Understanding Our Human Body – Rheumatoid Arthritis as an Autoimmune Disease
As an autoimmune disease, rheumatoid arthritis affects the body’s immune system and turns it against itself. In particular, rheumatoid arthritis triggers the immune system and has it attack the joints. This results in a thickening of the synovial fluid in the joints – and typically this affects both right and left sides of the body at once – which causes pain and inflammation. The inflammation can be problematic in and of itself as the swelling can get bad enough to cause restriction of movement, and the pain can be so intense one wouldn’t want to move anymore anyway.
Rheumatoid arthritis has further-reaching potential complications that merit attention as well. The inflammation it causes is drastic enough to affect vital organs and even one’s endocrine glands. As an autoimmune disease, rheumatoid arthritis tends to be medically addressed by drugs that suppress the immune system. With the drawbridge deliberately lowered like this, one’s susceptibility to infection increases drastically. Even beyond this, the medication and pain-limited physical activity can contribute to the gradual stripping of bone matter, which could lead to bone thinning and possible osteoporosis down the line.
Bones aren’t the only thing that can be slowly degrade over time with rheumatoid arthritis. Muscle wasting, or rheumatoid cachexia, is also a possibility. The medication typically prescribed for RA is so strong as to affect the body in indirect but nevertheless unpleasant, adverse ways.
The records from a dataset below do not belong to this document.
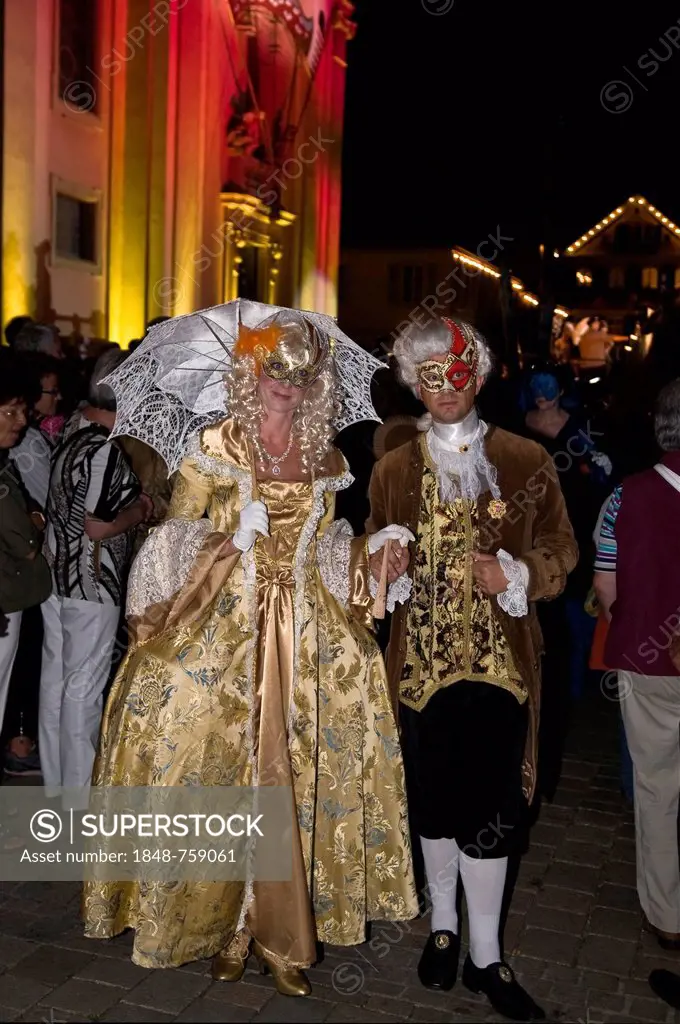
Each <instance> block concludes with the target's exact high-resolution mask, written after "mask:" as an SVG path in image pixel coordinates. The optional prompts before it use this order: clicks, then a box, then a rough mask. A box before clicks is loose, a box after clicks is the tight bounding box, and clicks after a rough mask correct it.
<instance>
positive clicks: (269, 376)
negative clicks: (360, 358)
mask: <svg viewBox="0 0 680 1024" xmlns="http://www.w3.org/2000/svg"><path fill="white" fill-rule="evenodd" d="M328 350H329V347H328V343H327V342H326V341H325V340H324V339H323V338H322V336H321V335H320V333H318V332H317V331H316V330H315V329H314V328H313V327H312V326H311V325H309V324H307V323H305V322H304V321H302V319H301V318H300V321H298V319H293V318H291V317H290V315H288V316H287V315H286V311H285V310H284V311H282V312H281V313H277V314H275V315H274V316H273V317H272V322H270V323H269V324H266V325H263V326H262V327H258V328H248V327H246V326H245V325H242V326H241V329H240V331H239V339H238V341H237V344H236V346H235V349H233V354H235V355H236V356H244V355H250V356H252V358H253V359H254V360H255V367H256V373H257V374H259V372H260V370H262V371H263V373H264V374H265V375H266V376H267V377H269V378H270V379H271V380H275V381H284V382H285V383H287V384H292V385H293V387H297V388H306V387H309V386H310V385H311V384H313V383H314V381H315V380H316V379H317V377H318V375H320V374H321V372H322V370H323V368H324V362H325V360H326V356H327V354H328Z"/></svg>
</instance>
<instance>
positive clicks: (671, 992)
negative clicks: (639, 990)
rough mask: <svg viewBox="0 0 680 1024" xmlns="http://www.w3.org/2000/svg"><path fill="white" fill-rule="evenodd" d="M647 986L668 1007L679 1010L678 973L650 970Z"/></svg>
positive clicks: (679, 1001)
mask: <svg viewBox="0 0 680 1024" xmlns="http://www.w3.org/2000/svg"><path fill="white" fill-rule="evenodd" d="M649 987H650V988H651V990H652V992H654V993H655V994H656V995H657V996H658V998H660V999H663V1000H664V1002H668V1005H669V1007H673V1008H674V1009H675V1010H680V975H677V974H675V973H674V972H673V971H664V970H657V971H652V972H651V974H650V975H649Z"/></svg>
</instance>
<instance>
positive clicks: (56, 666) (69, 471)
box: [39, 350, 153, 809]
mask: <svg viewBox="0 0 680 1024" xmlns="http://www.w3.org/2000/svg"><path fill="white" fill-rule="evenodd" d="M124 358H125V353H123V352H120V351H119V350H115V351H111V352H107V353H105V354H104V355H102V356H101V358H100V359H99V360H98V362H97V365H96V366H95V368H94V373H93V376H92V381H91V383H90V392H89V399H88V404H87V406H86V407H85V408H84V409H82V410H80V411H79V412H78V413H77V414H76V416H75V418H74V421H73V422H72V423H70V424H69V427H68V429H67V434H66V438H65V441H63V443H62V444H61V445H60V447H59V449H58V450H57V452H56V453H55V456H54V462H53V467H52V476H51V479H50V488H49V496H48V502H47V554H48V559H49V561H50V564H51V567H52V575H53V593H52V595H51V597H49V598H48V600H47V601H46V602H45V604H44V605H43V623H44V640H43V666H42V674H41V680H40V713H39V744H40V759H41V765H42V771H43V779H44V783H45V791H46V794H47V796H52V797H54V796H57V795H59V793H60V792H61V791H63V792H62V799H63V804H65V806H69V807H74V808H76V809H84V808H85V807H86V806H87V802H88V795H89V785H90V779H91V775H92V766H93V763H94V757H95V753H96V742H97V737H98V732H99V723H100V719H101V711H102V701H103V690H104V688H105V685H107V682H108V680H109V675H110V672H111V667H112V655H113V650H114V644H115V642H116V634H117V631H118V626H119V621H120V615H121V607H122V605H123V604H124V598H125V580H126V573H127V569H128V563H129V559H130V553H131V545H132V540H133V538H132V531H133V529H134V527H135V526H136V525H137V524H138V523H140V522H142V521H144V520H145V519H146V518H147V517H148V516H150V515H151V513H152V511H153V504H152V502H151V499H148V498H147V497H146V496H145V495H142V494H140V486H139V483H138V480H137V478H136V476H135V475H134V473H133V471H132V469H131V467H130V466H129V464H128V462H127V460H126V458H125V455H124V453H123V450H122V449H121V447H120V445H119V444H118V443H117V442H116V441H115V440H112V439H111V438H110V436H109V434H110V431H111V429H112V428H113V426H114V423H115V420H116V399H115V395H114V393H113V391H112V390H111V388H110V387H109V386H108V385H105V384H102V383H101V380H102V379H103V378H104V377H105V376H108V374H110V373H112V372H113V371H114V370H115V369H116V367H117V366H118V365H119V364H120V362H121V361H122V360H123V359H124Z"/></svg>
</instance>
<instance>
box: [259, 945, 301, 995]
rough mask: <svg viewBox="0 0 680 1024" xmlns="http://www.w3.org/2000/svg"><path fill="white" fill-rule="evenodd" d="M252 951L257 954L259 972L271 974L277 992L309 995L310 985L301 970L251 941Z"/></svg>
mask: <svg viewBox="0 0 680 1024" xmlns="http://www.w3.org/2000/svg"><path fill="white" fill-rule="evenodd" d="M253 952H254V953H255V955H256V956H257V963H258V964H259V967H260V974H270V975H271V977H272V978H273V983H274V985H275V986H277V991H278V992H280V993H281V994H282V995H297V996H301V995H309V993H310V992H311V985H310V984H309V979H308V978H307V976H306V974H304V972H303V971H300V969H299V968H297V967H293V965H292V964H287V963H286V961H280V959H279V958H278V957H274V956H272V955H271V954H270V953H268V952H266V951H265V950H264V949H262V947H261V946H260V945H258V944H257V943H253Z"/></svg>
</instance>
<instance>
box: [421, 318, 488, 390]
mask: <svg viewBox="0 0 680 1024" xmlns="http://www.w3.org/2000/svg"><path fill="white" fill-rule="evenodd" d="M442 321H443V323H444V324H445V325H447V327H448V328H449V331H450V332H451V338H452V342H451V348H450V349H449V352H448V354H447V358H445V359H444V361H443V362H437V360H436V359H427V360H426V361H425V362H421V364H420V365H419V366H418V370H417V373H418V383H419V384H420V386H421V388H422V389H423V391H430V392H432V393H436V392H438V391H443V390H450V391H467V390H468V389H469V388H471V387H474V384H475V381H476V379H477V367H478V365H479V355H478V353H477V343H476V341H475V339H474V335H473V334H472V331H471V329H470V328H469V327H468V325H467V324H463V325H459V324H457V323H456V322H455V321H452V319H449V318H448V317H447V316H442Z"/></svg>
Even the lungs are not immune from this – potential scarring of the lungs is possible given the impact of rheumatoid arthritis on the immune system and the possible infection that can come from addressing it thusly. It is important, therefore, to keep an eye out in case this might be what is bothering you.
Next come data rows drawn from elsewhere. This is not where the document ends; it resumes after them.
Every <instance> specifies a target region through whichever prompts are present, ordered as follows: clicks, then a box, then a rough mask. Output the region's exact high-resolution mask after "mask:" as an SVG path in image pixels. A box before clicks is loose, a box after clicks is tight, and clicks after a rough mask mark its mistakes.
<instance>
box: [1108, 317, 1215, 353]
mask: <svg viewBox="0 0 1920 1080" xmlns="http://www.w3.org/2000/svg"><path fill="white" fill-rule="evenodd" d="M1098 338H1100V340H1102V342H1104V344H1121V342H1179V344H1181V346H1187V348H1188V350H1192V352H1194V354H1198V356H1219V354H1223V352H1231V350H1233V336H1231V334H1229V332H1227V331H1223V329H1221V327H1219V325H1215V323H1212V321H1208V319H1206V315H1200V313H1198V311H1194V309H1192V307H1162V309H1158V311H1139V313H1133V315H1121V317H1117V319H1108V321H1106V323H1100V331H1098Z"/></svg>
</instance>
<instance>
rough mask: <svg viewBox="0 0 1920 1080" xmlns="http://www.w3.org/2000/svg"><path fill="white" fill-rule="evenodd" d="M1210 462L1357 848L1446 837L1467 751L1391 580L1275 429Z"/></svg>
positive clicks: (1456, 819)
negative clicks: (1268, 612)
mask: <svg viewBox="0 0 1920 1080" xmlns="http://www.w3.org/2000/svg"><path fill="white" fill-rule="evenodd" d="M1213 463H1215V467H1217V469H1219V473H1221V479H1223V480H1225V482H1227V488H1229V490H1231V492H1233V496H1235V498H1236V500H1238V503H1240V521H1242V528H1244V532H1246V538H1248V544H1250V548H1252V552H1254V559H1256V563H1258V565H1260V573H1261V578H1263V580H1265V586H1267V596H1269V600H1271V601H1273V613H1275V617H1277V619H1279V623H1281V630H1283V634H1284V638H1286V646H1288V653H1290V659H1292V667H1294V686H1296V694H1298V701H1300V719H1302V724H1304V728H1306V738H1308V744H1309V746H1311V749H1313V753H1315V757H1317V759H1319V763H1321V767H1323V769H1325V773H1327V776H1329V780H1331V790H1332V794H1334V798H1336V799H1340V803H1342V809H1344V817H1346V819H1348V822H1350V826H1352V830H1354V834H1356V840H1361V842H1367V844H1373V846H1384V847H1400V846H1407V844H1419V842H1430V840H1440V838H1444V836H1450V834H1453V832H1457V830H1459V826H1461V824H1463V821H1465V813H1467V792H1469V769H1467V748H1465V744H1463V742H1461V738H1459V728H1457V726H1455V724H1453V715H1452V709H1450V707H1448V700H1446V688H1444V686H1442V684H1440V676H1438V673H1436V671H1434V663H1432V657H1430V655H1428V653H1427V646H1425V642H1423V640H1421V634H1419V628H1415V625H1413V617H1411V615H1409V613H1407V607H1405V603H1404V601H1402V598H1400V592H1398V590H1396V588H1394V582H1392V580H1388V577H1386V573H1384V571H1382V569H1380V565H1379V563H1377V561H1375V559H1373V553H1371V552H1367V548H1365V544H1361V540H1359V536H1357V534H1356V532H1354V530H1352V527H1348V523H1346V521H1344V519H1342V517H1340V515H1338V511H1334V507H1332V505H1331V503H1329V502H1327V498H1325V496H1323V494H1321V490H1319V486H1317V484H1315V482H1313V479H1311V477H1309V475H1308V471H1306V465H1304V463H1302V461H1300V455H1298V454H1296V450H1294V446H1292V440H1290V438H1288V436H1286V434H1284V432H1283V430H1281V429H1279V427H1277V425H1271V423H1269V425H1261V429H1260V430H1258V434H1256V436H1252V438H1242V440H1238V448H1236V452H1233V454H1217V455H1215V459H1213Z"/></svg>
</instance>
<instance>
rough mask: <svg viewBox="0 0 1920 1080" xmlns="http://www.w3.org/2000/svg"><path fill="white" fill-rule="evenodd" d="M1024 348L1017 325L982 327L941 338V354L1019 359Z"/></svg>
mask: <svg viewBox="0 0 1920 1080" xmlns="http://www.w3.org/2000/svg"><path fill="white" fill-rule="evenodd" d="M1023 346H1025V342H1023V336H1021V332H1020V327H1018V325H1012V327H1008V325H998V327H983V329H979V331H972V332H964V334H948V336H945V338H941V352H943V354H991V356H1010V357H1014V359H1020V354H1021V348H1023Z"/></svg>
What should a person watch out for?
- First and foremost is joint pain, which is the default setting for any arthritic condition. RA isn’t picky and can affect any joint, but the common ones include the wrists, hands, ankles, knees and feet. This joint pain can last for up to or longer than six weeks. As noted, this pain tends to appear symmetrically, meaning on both sides of the body (only the right or left being affected may be due to a different ailment, or perhaps an injury).
- Tenderness and redness near inflamed joints is also an indicator. This can last for as long as the inflammation is there.
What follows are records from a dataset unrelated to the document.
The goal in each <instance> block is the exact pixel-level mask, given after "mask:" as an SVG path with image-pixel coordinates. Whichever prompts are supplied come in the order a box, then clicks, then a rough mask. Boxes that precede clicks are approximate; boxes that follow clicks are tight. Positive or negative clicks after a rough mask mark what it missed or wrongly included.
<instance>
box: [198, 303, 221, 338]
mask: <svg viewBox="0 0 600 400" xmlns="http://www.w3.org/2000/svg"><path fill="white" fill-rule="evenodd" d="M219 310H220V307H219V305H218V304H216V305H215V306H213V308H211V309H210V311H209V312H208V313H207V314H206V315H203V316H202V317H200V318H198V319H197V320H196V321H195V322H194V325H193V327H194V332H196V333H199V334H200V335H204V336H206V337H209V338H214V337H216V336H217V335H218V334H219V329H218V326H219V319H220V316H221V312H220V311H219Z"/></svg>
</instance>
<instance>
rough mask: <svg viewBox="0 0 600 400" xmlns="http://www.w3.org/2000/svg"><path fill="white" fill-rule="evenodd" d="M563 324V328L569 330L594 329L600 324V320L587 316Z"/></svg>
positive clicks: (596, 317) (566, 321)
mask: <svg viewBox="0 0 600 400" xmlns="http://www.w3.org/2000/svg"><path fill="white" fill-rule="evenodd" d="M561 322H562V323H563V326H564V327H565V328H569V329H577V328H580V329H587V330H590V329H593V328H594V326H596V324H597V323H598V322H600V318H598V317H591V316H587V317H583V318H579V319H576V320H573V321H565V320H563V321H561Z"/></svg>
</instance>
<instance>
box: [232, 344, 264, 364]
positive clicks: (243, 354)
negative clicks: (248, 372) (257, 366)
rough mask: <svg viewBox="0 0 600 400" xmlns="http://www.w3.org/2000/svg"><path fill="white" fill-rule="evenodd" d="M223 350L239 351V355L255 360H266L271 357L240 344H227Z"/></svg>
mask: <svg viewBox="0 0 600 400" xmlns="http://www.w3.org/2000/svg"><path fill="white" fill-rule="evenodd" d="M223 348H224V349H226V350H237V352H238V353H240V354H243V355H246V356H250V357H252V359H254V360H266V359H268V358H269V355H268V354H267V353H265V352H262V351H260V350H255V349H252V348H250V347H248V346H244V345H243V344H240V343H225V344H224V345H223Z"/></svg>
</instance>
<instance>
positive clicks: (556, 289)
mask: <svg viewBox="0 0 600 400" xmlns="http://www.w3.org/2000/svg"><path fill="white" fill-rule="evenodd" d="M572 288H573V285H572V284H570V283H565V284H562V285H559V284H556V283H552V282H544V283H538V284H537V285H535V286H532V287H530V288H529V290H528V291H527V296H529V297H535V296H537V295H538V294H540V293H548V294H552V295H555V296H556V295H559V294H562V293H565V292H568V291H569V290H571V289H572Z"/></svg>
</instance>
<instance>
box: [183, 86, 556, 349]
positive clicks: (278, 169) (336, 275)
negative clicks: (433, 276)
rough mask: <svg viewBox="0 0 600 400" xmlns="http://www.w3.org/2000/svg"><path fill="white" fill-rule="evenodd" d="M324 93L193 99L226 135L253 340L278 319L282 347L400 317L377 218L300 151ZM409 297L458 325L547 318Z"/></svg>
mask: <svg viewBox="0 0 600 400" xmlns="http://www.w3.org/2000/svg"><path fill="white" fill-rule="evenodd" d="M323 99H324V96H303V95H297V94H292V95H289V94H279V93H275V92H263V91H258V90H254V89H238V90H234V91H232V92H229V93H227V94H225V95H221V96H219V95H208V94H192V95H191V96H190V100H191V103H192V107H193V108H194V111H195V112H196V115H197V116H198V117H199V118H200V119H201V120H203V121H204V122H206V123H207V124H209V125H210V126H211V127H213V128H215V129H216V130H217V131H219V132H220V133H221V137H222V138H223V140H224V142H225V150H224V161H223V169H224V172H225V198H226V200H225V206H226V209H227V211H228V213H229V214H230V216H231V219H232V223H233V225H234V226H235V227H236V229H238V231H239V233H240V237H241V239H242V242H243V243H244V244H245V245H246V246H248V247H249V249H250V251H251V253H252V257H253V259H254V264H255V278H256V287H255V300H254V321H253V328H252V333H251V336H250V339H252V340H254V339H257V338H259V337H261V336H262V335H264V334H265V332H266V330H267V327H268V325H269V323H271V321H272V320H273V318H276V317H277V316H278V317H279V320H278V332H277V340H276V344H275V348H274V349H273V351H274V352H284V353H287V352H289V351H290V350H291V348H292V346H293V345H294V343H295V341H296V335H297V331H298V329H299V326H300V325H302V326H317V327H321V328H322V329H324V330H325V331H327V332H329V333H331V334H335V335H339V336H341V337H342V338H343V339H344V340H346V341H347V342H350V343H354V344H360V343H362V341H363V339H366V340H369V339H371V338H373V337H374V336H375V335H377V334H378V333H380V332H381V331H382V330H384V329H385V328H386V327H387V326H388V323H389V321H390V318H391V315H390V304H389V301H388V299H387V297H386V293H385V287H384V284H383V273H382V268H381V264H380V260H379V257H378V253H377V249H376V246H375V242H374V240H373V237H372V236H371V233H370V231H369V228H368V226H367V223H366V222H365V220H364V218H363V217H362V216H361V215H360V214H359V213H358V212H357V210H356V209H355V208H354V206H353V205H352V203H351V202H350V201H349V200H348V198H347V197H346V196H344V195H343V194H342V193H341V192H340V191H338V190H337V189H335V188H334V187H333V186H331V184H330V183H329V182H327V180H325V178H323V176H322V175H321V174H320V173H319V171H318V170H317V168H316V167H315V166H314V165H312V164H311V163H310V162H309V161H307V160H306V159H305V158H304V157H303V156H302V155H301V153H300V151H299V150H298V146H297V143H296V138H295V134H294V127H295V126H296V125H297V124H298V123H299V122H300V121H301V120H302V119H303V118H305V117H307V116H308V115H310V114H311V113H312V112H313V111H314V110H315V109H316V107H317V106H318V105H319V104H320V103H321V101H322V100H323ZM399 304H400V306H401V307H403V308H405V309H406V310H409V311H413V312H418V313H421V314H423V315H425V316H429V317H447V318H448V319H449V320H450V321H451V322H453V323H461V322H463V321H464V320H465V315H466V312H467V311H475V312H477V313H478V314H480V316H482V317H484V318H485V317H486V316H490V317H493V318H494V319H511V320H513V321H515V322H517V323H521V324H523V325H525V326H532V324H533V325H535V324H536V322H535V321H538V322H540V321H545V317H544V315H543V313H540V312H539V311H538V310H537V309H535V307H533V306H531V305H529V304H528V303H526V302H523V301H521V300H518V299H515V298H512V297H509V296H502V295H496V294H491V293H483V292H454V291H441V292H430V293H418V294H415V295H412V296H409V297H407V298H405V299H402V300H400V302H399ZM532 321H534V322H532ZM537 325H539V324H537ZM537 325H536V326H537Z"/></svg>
- Stiff joints in the morning. For some this can last for several hours after waking up.
- Finally, some people may experience a low-grade fever or a loss of appetite around the same time the pain starts being felt.
Given that the medication for RA tends to be powerful enough to cause a unique set of new problems – these tend to minimize the immune system or be so strong as to possibly cause liver issues – how can one minimize the impact of RA differently?
- Make some dietary changes. Embrace an “arthritis diet” of oily, omega-3 fatty acids-rich fish like tuna, salmon or mackerel, lots of fresh fruits, vegetables, nuts and seeds, and avoid processed foods. The omega-3s will help your body fight off inflammation. Avoid inflammation-triggering foods like sugar, trans fats, and gluten.
- Stay active. While the pain might keep you from doing much, do what you can within that threshold. Low-impact activities that don’t stress the joints a lot will help keep your muscle mass together. This includes water aerobics, walking, and yoga.
- Control pain naturally. Non-steroidal anti-inflammatory medication can do a good job of reducing the pain and swelling from many joint maladies, but these aren’t right for everyone – for some, these might slow the healing process. There are natural means to curb the impact of pain, such as using essential oils (ginger, myrrh, turmeric) or topical treatments that have capsaicin or salicylates.